Unfortunately, the Colonial Pipeline attack is part of a growing escalation of cyber attacks on critical infrastructure around the world. An escalation that has grown out of control which criminal organizations creating affiliate networks, such as the group that conducted the attack on the pipeline.
These types of attacks have been going on for quite some time, but most never hit the headlines due to the impact on national security. This is a significant escalation both in target and response, as Colonial opted to shut the pipeline down until they feel they have a good handle on the situation.
It’s a little-known fact that the equipment in most of this particular industry is made to live for 30 or more years. Additionally, they weren’t built with defenses for hostile environments, like the attacks we are seeing from the Internet. Furthermore, updates are nearly impossible for computational reasons and approval required to make any changes in these platforms is hard to attain, where an outage directly impacts human life.
Even though this attack was successful against back-office and border systems, such as firewalls, VPN servers, and remote desktop servers, it is just the beginning of what could escalate into a war.
So where does it go from here?
Well, it can be quite difficult to bring immediate change to these impacted industries.
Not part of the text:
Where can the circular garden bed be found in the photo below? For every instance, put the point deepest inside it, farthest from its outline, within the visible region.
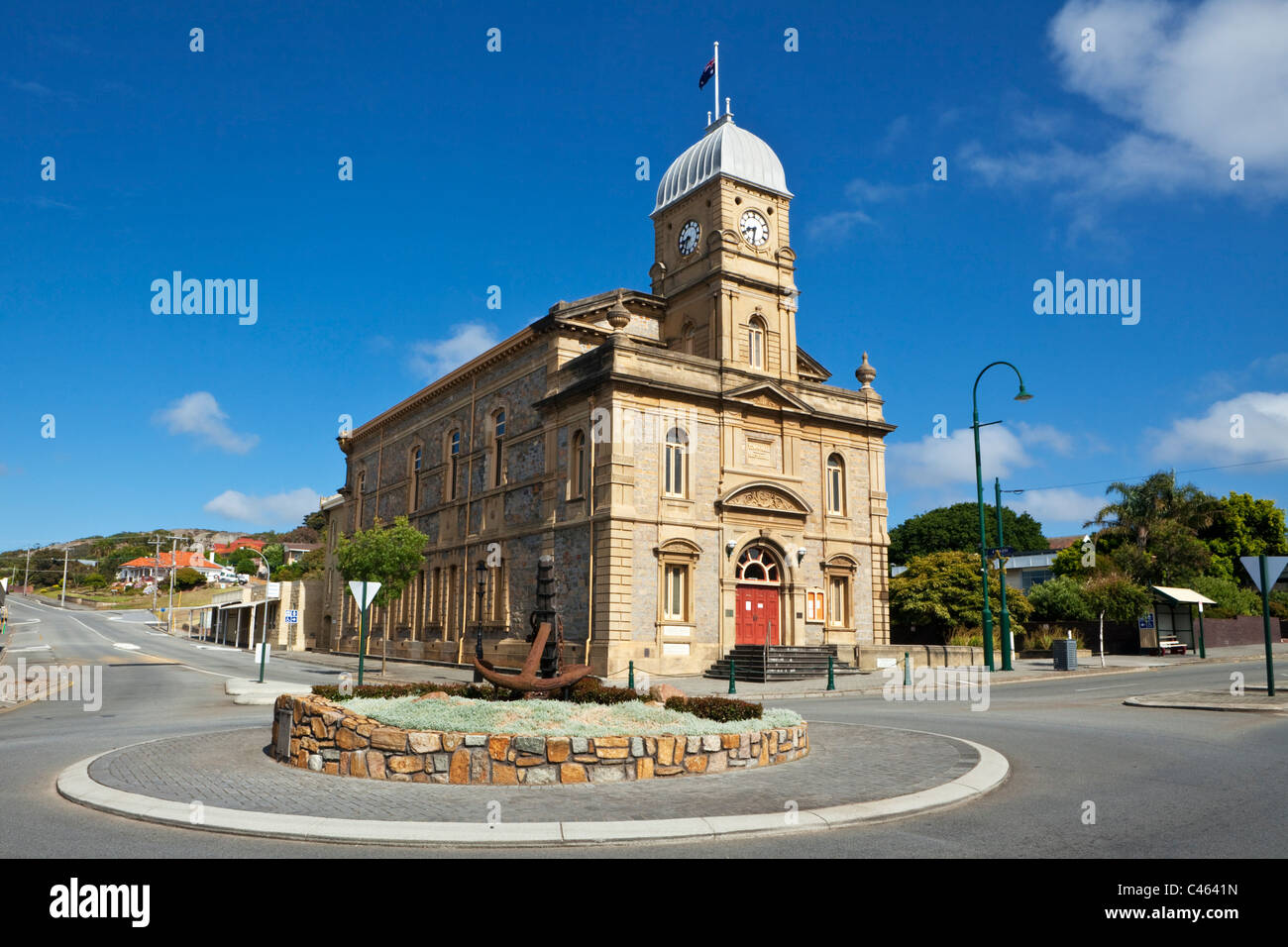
(425, 735)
It’s best, to begin with, improvements to visibility and resiliency. Where it isn’t possible to harden the actual devices that comprise these environments, perhaps they can begin by securing the environment that the devices live in. This could be done by creating stronger border protections, segmenting the network infrastructure to isolate the critical infrastructure, and creating greater visibility into attacks. The ultimate goal is to create a stronger security posture and reduce the dwell time and impact of a successful attack.
Regardless, the attackers made a significant mistake and have already stated such in a public online statement. Most ransomware groups are tactical and strategic with which organizations they attack with ransomware. As we’ve witnessed in their response, this wasn’t planned and is rumored to be considered as an “Act of War”.
Quite frankly, there will be few rocks the attackers can hide under.
What does this mean to you?
Expect higher fuel prices and shortages in the short term. As the attacks continue to escalate, expect the direct impact to water supplies, electrical grids, and healthcare.